Our services are compliant with Amazon's Acceptable Use Policy.
We do not aggregate data across Authorized Users’ businesses or Customers obtained through the Amazon Services API to provide or sell to any parties including competing Authorized Users.
Examples: Users log in to their own portal without access to other customers' user data. Also, our algorithms only use the data of the respective customer, not the data of different customers.
We do not promote, publish, or share insights about Amazon's business and do not use insights about Amazon's business for our own business purposes.
Examples: We do not collect customer data from different sellers in order to aggregate it and draw conclusions about Amazon's business. We also do not collect data to then build our own store or similar. We only want to get relevant data for our respective customers via the API so that they can make recommendations based on their own data.
The service gives the Client access to a web-based database. Weaveroo owns the rights to the database. The Client is being granted a license to use this database on the basis of this contract. These rights are limited in time to the term of the contract and are not exclusively granted to the Client.
The Client may use and reproduce this data for its own purposes for the duration of the contract.
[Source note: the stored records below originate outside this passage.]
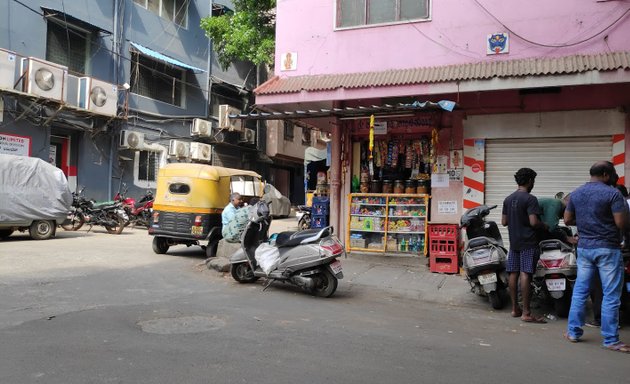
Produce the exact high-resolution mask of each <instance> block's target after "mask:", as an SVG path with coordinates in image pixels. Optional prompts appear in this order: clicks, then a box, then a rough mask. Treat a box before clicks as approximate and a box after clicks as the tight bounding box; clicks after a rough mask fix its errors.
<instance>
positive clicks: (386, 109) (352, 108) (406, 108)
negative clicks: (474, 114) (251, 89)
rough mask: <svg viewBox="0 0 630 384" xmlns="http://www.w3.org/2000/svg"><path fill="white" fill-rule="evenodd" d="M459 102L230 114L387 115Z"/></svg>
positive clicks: (288, 115) (263, 116) (312, 115)
mask: <svg viewBox="0 0 630 384" xmlns="http://www.w3.org/2000/svg"><path fill="white" fill-rule="evenodd" d="M456 106H457V104H456V103H455V102H454V101H450V100H440V101H438V102H437V103H435V102H432V101H423V102H420V101H414V102H413V103H408V104H402V103H399V104H383V105H371V106H358V107H345V108H330V109H325V108H322V109H308V110H297V111H284V112H251V113H247V114H239V115H229V117H230V119H242V120H287V119H300V118H315V117H329V116H336V117H339V118H352V117H362V116H370V115H375V116H376V117H387V116H390V115H396V114H400V113H405V112H406V113H410V112H419V111H427V110H443V111H448V112H452V111H453V109H455V107H456Z"/></svg>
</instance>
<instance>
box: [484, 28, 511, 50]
mask: <svg viewBox="0 0 630 384" xmlns="http://www.w3.org/2000/svg"><path fill="white" fill-rule="evenodd" d="M487 42H488V44H487V46H486V47H487V48H486V54H488V55H498V54H501V53H509V52H510V37H509V36H508V34H507V33H505V32H501V33H492V34H490V35H488V40H487Z"/></svg>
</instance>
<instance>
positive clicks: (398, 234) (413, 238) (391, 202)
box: [346, 193, 429, 255]
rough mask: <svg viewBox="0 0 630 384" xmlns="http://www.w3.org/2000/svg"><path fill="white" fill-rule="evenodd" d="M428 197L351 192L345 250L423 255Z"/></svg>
mask: <svg viewBox="0 0 630 384" xmlns="http://www.w3.org/2000/svg"><path fill="white" fill-rule="evenodd" d="M428 206H429V195H426V194H386V193H376V194H374V193H370V194H362V193H352V194H350V196H349V207H350V212H349V215H348V231H347V242H346V244H347V249H348V251H350V252H352V251H369V252H388V253H402V254H407V255H420V254H423V255H426V251H427V249H426V247H427V241H426V239H427V236H426V234H427V213H428V212H427V209H428Z"/></svg>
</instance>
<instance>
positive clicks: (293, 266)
mask: <svg viewBox="0 0 630 384" xmlns="http://www.w3.org/2000/svg"><path fill="white" fill-rule="evenodd" d="M270 223H271V218H270V216H269V207H268V205H267V203H265V202H264V201H262V200H261V201H260V202H258V203H257V204H255V205H254V206H252V208H251V212H250V221H249V223H248V224H247V226H246V227H245V231H244V232H243V235H242V236H241V249H239V250H238V251H237V252H235V253H234V254H233V255H232V257H231V258H230V263H231V264H232V265H231V273H232V277H233V278H234V280H236V281H238V282H239V283H251V282H254V281H256V280H258V279H259V278H261V277H265V278H267V279H268V280H269V282H268V284H267V286H269V284H271V283H272V282H273V281H276V280H277V281H282V282H286V283H291V284H294V285H296V286H298V287H301V288H302V289H304V290H305V291H307V292H309V293H311V294H313V295H315V296H320V297H330V296H332V295H333V294H334V293H335V291H336V289H337V285H338V279H342V278H343V272H342V268H341V262H340V261H339V260H337V258H339V257H341V256H342V255H344V254H345V250H344V247H343V245H342V244H341V243H340V242H339V240H338V239H337V238H336V237H335V236H333V235H332V234H333V228H332V227H326V228H322V229H309V230H304V231H298V232H282V233H280V234H278V235H277V237H275V243H274V244H273V245H271V244H270V243H268V242H267V235H268V230H269V225H270ZM263 248H264V249H265V251H271V252H272V253H273V254H274V262H273V266H271V267H270V265H269V264H267V267H269V268H267V270H268V273H267V272H265V271H264V270H263V268H265V267H264V266H263V267H262V268H261V265H259V261H258V260H261V259H260V258H259V257H258V256H259V252H260V251H261V249H263ZM261 261H262V260H261Z"/></svg>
The Client may not, however, distribute it, make it publicly available, sell it, or pass it on to third parties without the express written consent of Weaveroo.
The Client will be provided access data in order to use the service. The Client is obliged to keep this access data confidential and to inform Weaveroo immediately of its loss or any unauthorized use of the access data by third parties.
The Client is not permitted to provide said access data to third parties or to use it to obtain information from the service on behalf of others.
If the Client has selected a rate that provides for additional users to use the service under its account, these users may only include its employees subject to its instructions.
Access data may only be used by the persons specified upon setup. Any disclosure is expressly excluded.
Weaveroo is entitled to block access data temporarily if there is a suspicion of unauthorized use or misuse of the access data.
Weaveroo is liable to the Client for any damages resulting from its intentional actions or gross negligence as well as any such damages caused by its legal representatives or vicarious agents.
Otherwise, Weaveroo is only liable if an essential contractual obligation has been violated. Essential contractual obligations are those which are of particular importance for achieving the purpose of the contract as well as those which, in the event of a culpable breach, can endanger its achievement. In these cases, liability is limited to such damages as were foreseeable and typical.
Liability under the product liability law remains unaffected.
There is no liability for the compensation of indirect damages, in particular for lost profits or consequential damages unless they result from the intentional actions or gross negligence of Weaveroo.
Changes to these general terms and conditions will be published on the platform. The Client will also be informed in text form. The amendments shall take effect provided the Client does not object to the changes in question at the latest 14 days after receiving said notice. The Client will be instructed concerning these consequences.
Weaveroo may transfer its legal rights and duties from this contract either in whole or in part to a third party with a notice period of four weeks. In this case, the Client is entitled to withdraw from the contract.
Any additional agreements must be in writing.